Zweifel sind angebracht. Stimmte die Behauptung, dann müsste der Inlandsgeheimdienst konsequenterweise die Beobachtung von linksradikalen Gruppen einstellen – was in seinem vielbeschworenen »Kampf gegen den Extremismus jeglicher Couleur« jedoch nicht vorgesehen ist. Die Extremismustheorie ist weiterhin die ideologische Arbeitsgrundlage des Verfassungsschutzes. In der unterschiedlichen Behandlung der AfD als Gesamtpartei auf der einen und dem Flügel sowie der JA auf der anderen Seite kommt zudem ein seltsames Verständnis des Schutzes der Menschenwürde zum Ausdruck. Denn rassistische und menschenverachtende Aussagen waren auch von zahlreichen AfD-Politikern nicht zuletzt aus der Parteiführung zu hören, die völkische Forderung nach Ausgrenzung findet sich etwa im Bundestagswahlprogramm, wo es heißt: »Deutschland braucht ­einen Paradigmenwechsel hin zu einer nationalen Bevölkerungspolitik.«

Offenkundig ist zudem die Strategie, sich mit vergleichsweise gemäßigten programmatischen Formulierungen seriös zu geben, während man an an­derer Stelle durchblicken lässt, worauf man tatsächlich hinaus will – etwa wenn im Bundestagswahlprogramm eine »Erinnerungskultur« gefordert wird, die »auch die positiv identitätsstiftenden Aspekte deutscher Geschichte mit umfasst«, und Alexander Gauland die NS-Zeit als »Vogelschiss« bezeichnet, aber auch meint, man habe »das Recht, stolz zu sein auf Leistungen deutscher Soldaten in zwei Weltkriegen«.

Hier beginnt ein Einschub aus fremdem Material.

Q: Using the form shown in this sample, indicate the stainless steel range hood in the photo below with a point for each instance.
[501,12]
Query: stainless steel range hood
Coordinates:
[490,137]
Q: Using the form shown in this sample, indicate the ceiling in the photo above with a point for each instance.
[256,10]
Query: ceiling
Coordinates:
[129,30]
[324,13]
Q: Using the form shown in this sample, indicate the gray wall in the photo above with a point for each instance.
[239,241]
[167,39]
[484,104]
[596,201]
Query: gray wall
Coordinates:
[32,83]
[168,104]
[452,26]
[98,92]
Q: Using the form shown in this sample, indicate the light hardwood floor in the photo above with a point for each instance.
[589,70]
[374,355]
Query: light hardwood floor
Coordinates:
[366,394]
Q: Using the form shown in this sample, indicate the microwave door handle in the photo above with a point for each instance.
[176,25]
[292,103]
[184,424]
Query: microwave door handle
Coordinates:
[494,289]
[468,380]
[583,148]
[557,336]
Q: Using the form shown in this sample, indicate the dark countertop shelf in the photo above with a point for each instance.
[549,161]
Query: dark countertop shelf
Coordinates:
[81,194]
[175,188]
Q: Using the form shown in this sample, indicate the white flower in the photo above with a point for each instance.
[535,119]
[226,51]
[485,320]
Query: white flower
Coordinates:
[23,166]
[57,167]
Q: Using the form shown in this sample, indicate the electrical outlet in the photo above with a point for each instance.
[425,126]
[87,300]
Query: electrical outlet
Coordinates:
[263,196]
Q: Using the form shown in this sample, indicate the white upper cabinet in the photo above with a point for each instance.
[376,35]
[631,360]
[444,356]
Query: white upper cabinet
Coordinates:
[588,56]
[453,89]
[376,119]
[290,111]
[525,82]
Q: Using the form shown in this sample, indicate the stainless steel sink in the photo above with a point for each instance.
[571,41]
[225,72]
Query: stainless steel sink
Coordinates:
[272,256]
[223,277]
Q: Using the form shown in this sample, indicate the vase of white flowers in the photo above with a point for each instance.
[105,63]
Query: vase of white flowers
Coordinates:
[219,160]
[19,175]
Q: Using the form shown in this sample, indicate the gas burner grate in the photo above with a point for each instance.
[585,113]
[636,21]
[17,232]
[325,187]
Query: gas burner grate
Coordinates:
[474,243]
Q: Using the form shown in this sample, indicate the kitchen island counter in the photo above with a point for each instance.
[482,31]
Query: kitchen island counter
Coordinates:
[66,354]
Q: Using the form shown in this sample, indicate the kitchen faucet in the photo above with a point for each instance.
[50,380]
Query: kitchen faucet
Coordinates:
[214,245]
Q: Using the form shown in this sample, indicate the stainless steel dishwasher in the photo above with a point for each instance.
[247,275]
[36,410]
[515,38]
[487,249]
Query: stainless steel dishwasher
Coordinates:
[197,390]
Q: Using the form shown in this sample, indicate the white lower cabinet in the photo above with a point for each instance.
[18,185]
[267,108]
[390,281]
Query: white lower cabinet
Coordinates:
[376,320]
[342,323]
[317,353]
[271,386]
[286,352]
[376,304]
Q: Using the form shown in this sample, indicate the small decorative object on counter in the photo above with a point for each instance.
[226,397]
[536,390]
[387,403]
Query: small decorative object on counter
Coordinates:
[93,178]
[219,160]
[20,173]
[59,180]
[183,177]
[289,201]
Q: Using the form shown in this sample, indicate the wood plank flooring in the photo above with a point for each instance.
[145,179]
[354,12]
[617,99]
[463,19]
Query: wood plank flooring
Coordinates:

Die rassistischen und menschenverachtenden Positionen der AfD und ihre Zusammenarbeit mit extrem rechten Gruppen sind der informierten Öffentlichkeit längst bekannt. Bei einem Geheimdienst, dessen Aufgabe es ja ist, etwas herauszufinden, was nicht offen zutage liegt, sollte man das erst recht voraussetzen. Misst man den Verfassungsschutz an seinen eigenen Vorgaben, dann gäbe es eine ausreichende Grundlage dafür, nicht allein die JA und den Flügel, sondern die gesamte Partei als Verdachtsfall zu führen.

Die thüringische Landtagsabgeordnete Katharina König (Die Linke) sagte der Jungle World: »Der Verfassungsschutz hat keine neuen bahnbrechenden Erkenntnisse dargestellt, er hat per copy and paste erneut zusammengetragen, was antifaschistische Initiativen, Journalisten und Wissenschaftlerinnen in den letzten fünf Jahren mit einer Vielzahl von Recherchen und Analysen sowieso schon nachgewiesen haben.«

Tatsächlich zitiert der Verfassungsschutz in seinem Gutachten sogar explizit antifaschistische Recherchen und die Analysen des Soziologen Andreas Kemper zum AfD-Politiker Björn Höcke. Der Verfassungsschutz, so König, komme wie so oft viel zu spät und stelle erneut unter Beweis, »dass er kein hilfreiches Instrument zur Früherkennung von Gefahren für die Demo­kratie darstellt«.

Dass ausgerechnet jetzt eine mögliche Beobachtung der AfD ins Spiel gebracht wird, ist wohl kein Zufall. Seit mehreren Monaten gibt es Forderungen von ­Politikern, selbst aus der CDU, die AfD zu beobachten. Außerdem wird der ­Inlandsgeheimdienst derzeit – wie so oft in seiner Geschichte – heftig kritisiert. Die verschwörungstheoretischen Einlassungen des ehemaligen Präsidenten Hans-Georg Maaßen über die Vorfälle in Chemnitz haben bis weithin für Verstörung gesorgt, auch bei vielen, die normalerweise dem Verfassungsschutz wohlgesinnt sind. Die Erklärung der AfD zum Prüffall erscheint vor diesem Hintergrund wie ein Versuch des Verfassungsschutzes, den Eindruck zu erwecken, dass man den Kampf gegen die extreme Rechte ernst nimmt, um den Ruf der Behörde zu verbessern.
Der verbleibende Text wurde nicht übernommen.